Nell’ultimo anno della sua vita ha voluto scrivere un libro, pubblicato dopo la morte, in cui racconta la sua testimonianza. Vi consegno solo una pagina che raccoglie lo sguardo innocente di una ragazzina che ha tanta voglia di vivere ma non vede la morte come un ostacolo.
«Il fatto è che la gente ha paura della malattia, della sofferenza. Ci sono molti malati che restano soli, tutti i loro amici spariscono spaventati. Non bisogna avere paura. È proprio questo allontanamento che mette timore a noi malati. Se invece gli altri ci stanno vicino, ci vengono accanto, ci mettono una mano sulla spalla e ci dicono: dai che ce la fai, è quello che ci dà la forza di andare avanti. Se questo non succede, ti chiedi: perché vanno così lontano? Se loro, che non sono coinvolti in prima persona, hanno paura, allora anch’io devo temere. Perché dovrei lottare per la guarigione, se nessuno mi sta accanto? Io non ho avuto nessuno che si è allontanato da me, anzi estranei, persone che non conoscevo si sono avvicinate a me. Ma non tutti sono così fortunati, io invece vorrei che fosse così per tutti.
Ora io so che la mia storia può finire soltanto in due modi: o grazie a un miracolo con la completa guarigione, che io chiedo al Signore perché ho tanti progetti da realizzare e li vorrei realizzare proprio io oppure incontro il Signore, che è una bellissima cosa.
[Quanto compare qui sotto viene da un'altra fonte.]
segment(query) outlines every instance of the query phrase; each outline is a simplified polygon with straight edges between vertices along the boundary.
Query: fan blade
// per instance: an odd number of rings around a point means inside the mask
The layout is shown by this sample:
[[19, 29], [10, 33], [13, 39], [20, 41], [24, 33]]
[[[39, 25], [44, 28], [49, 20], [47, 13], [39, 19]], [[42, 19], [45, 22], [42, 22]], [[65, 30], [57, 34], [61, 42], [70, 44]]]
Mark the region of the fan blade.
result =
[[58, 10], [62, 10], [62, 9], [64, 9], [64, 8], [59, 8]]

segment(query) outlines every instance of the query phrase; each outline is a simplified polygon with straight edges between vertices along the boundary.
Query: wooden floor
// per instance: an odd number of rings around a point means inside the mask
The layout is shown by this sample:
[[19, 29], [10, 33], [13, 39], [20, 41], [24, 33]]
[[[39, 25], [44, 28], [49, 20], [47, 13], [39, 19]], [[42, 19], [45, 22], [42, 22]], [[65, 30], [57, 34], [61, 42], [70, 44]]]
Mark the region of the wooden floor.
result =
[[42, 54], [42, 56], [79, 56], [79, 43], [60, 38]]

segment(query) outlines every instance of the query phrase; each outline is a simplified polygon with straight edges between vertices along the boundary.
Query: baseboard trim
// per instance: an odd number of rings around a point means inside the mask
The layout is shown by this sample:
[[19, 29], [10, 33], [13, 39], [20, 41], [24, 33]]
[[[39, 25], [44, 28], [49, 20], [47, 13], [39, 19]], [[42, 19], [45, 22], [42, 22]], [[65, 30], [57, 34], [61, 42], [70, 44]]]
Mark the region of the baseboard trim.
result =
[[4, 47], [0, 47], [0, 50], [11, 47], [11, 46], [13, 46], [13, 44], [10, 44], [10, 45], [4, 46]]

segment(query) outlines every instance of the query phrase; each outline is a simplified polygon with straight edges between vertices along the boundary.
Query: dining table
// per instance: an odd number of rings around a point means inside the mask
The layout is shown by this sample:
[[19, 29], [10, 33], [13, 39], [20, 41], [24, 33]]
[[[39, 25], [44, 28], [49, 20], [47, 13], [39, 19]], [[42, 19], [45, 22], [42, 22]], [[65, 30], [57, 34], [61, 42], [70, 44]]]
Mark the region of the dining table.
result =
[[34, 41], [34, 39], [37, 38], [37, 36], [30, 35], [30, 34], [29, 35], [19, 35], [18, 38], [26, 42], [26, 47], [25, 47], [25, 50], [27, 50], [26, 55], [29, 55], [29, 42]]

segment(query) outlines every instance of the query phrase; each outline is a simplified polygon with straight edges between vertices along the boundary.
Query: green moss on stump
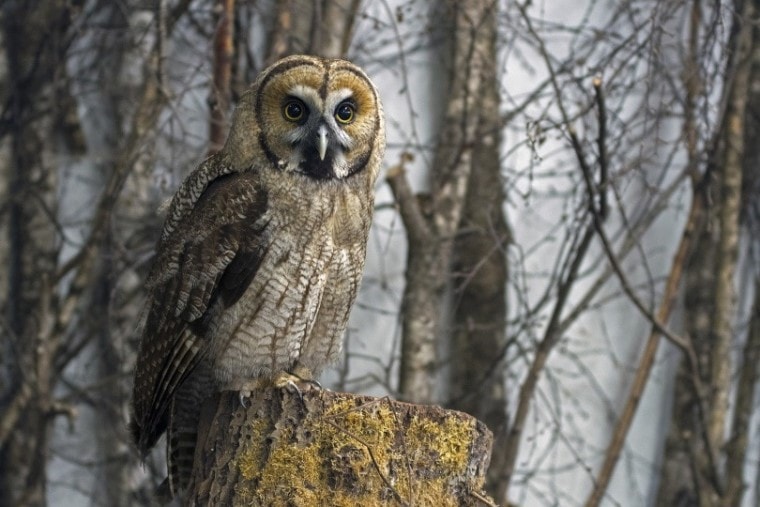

Sono entrambi due finali molto belli!».
La conclusione ci lascia senza parole. La fede di questa ragazzina vince ogni nostra paura. Le sue parole valgono più di mille discorsi. Non siamo perciò stupiti che la diocesi di Bergamo ha voluto aprire la causa di canonizzazione. Possiamo dunque invocarla e chiedere la sua intercessione. In particolare per quei genitori che lottano e soffrono per i loro figli.